Unfortunately, there is no such consistency across laboratories, and comparison and integration of data from different groups remains a formidable task. “There really is a huge amount of variation between different labs and their data-generation processes,” says Gohl, “and the technical noise that can be introduced into these microbiome measurements is on the scale of the biological variability that people are trying to measure.”

A student at UCSD's Center for Microbiome Innovation, which is coordinated by Knight. Credit: UC San Diego Health

Several multi-institutional initiatives have been launched to assess sources of variability and establish best practices for reproducibility, including the Earth Microbiome Project (EMP) and the Microbiome Quality Control (MBQC) project. “The beauty of EMP was to make the data as comparable as possible,” says Fuhrman, who was on the project's advisory board. “We had 300 or so authors with all this incredible data, analyzing it all the same way.” Over the course of eight years, the EMP has helped establish robust protocols for conducting 16S rRNA analysis, but this is not a one-size-fits-all experimental approach. Indeed, the EMP received considerable pushback early on for compelling participants to use a common DNA preparation method regardless of the sample type being studied. This kind of uniformity is helpful for standard-setting, but real-world research often requires tweaking and adaptation of protocols to get the most out of a particular sample.

Thus, there is a parallel push for microbiome researchers to share their experimental and analytical procedures as structured metadata. Most investigators are dutiful about uploading 16S data into public repositories such as the Sequence Read Archive, but this alone is insufficient. “Uploading raw sequences is quite useless in terms of actually sharing what you've done in a paper,” says Quince. “You can only do meta-analyses if you've actually put the metadata on the server as well—which hardly anybody does.” It remains unclear what combination of carrots and sticks might incentivize the community to make this extra effort, but Knight is hopeful that the ideas of standardization and transparency will gain momentum. “The really good news is that a lot of people have used a relatively small number of protocols,” he says. “Making it easy to integrate your data if you use those protocols will play a very important role in making it possible to reuse a lot of data.”

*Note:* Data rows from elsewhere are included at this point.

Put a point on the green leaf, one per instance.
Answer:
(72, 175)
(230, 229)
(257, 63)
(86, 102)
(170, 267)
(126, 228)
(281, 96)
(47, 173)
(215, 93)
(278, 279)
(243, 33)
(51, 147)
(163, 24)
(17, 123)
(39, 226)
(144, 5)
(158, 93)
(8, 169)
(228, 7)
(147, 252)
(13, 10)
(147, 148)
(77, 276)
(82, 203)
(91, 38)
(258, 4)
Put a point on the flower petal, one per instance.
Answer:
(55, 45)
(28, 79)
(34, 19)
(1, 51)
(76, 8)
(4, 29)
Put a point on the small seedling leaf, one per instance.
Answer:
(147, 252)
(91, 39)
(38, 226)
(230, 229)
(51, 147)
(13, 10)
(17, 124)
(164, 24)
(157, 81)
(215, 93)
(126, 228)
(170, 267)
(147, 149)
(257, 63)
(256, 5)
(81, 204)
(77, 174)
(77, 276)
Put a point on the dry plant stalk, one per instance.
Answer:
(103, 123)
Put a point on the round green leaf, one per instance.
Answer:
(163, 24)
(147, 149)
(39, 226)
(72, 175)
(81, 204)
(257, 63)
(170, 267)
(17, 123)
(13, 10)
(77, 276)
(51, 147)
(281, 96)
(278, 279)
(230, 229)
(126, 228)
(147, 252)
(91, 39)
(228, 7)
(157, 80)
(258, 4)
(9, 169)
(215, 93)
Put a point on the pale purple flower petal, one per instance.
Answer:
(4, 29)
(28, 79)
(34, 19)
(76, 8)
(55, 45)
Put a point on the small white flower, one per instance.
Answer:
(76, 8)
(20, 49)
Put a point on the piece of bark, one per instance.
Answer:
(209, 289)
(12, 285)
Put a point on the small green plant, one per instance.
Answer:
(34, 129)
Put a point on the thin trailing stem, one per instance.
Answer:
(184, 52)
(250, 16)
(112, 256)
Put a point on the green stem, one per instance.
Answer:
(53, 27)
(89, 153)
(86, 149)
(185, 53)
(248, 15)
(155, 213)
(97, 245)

Even though the methodology is becoming more robust and reliable, there are scientific questions for which 16S analysis remains ill-suited. For example, it is generally inadequate for species-level identification of organisms, and it offers no insight into the functional properties of a microbial community—for example, which metabolic processes are active. For such experiments, shotgun is a better way forward, although even that method may be supplanted as 'long-read' sequencing technologies mature. “With time, certainly you will not only get the full-length 16S but probably the full genome,” says Nielsen. “That's just a matter of a few years.”

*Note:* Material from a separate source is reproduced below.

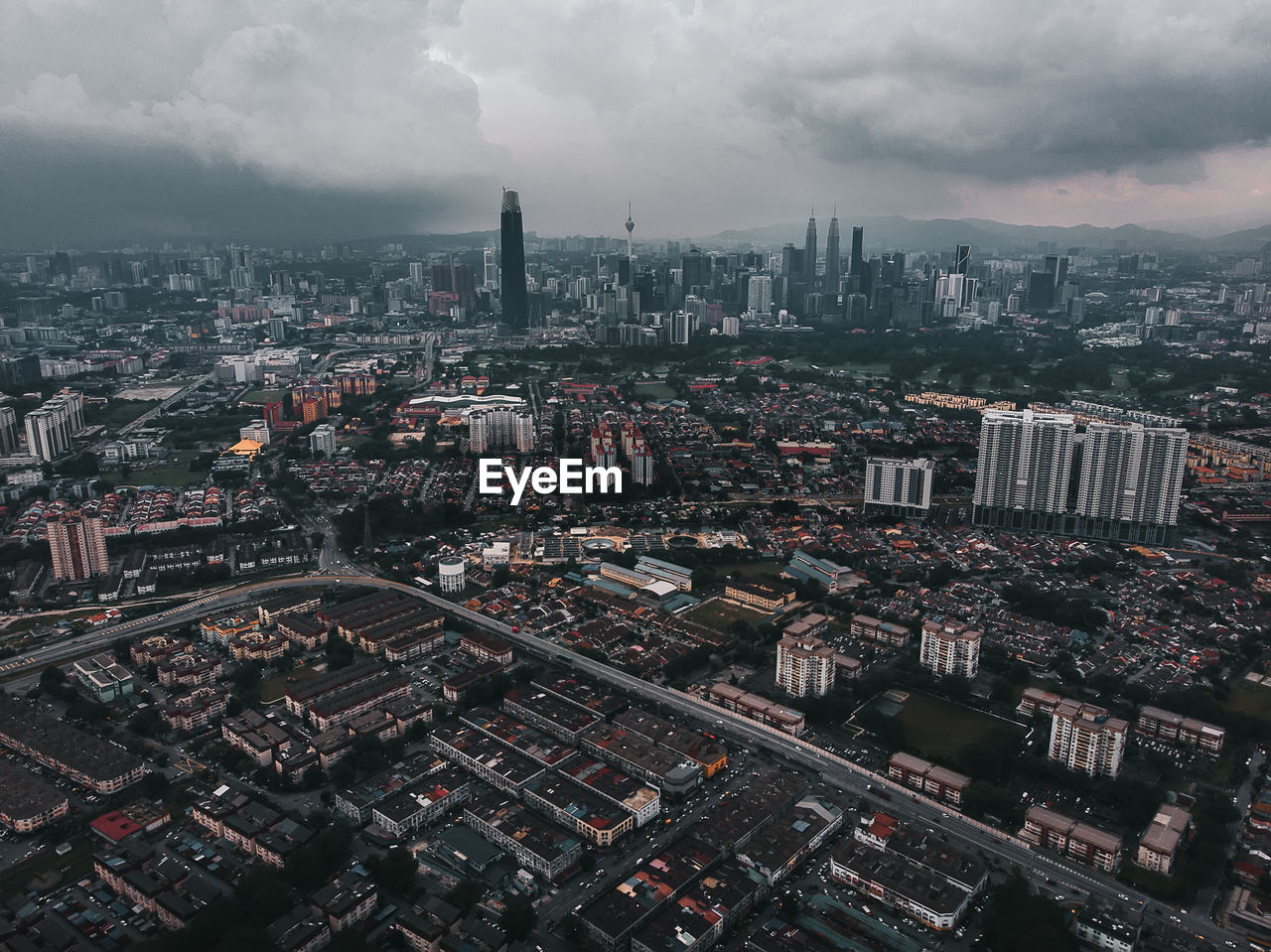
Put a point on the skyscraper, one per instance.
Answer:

But there's still a lot of life left in 16S, and labs should think carefully before making the investment to switch. “The process of getting a protocol that you have set up nicely on amplicon working for shotgun is not trivial,” says Knight. “It's taken us several years and several million dollars.” And as always, the method one chooses needs to match the question one intends to ask—and sometimes 16S is the best tool in the box. “Every method has biases, even shotgun metagenomics,” says Schloss. “And if you're looking for a community-level appreciation of what's going on in a microbiome sample, then even though there's biases, we don't have a better alternative.”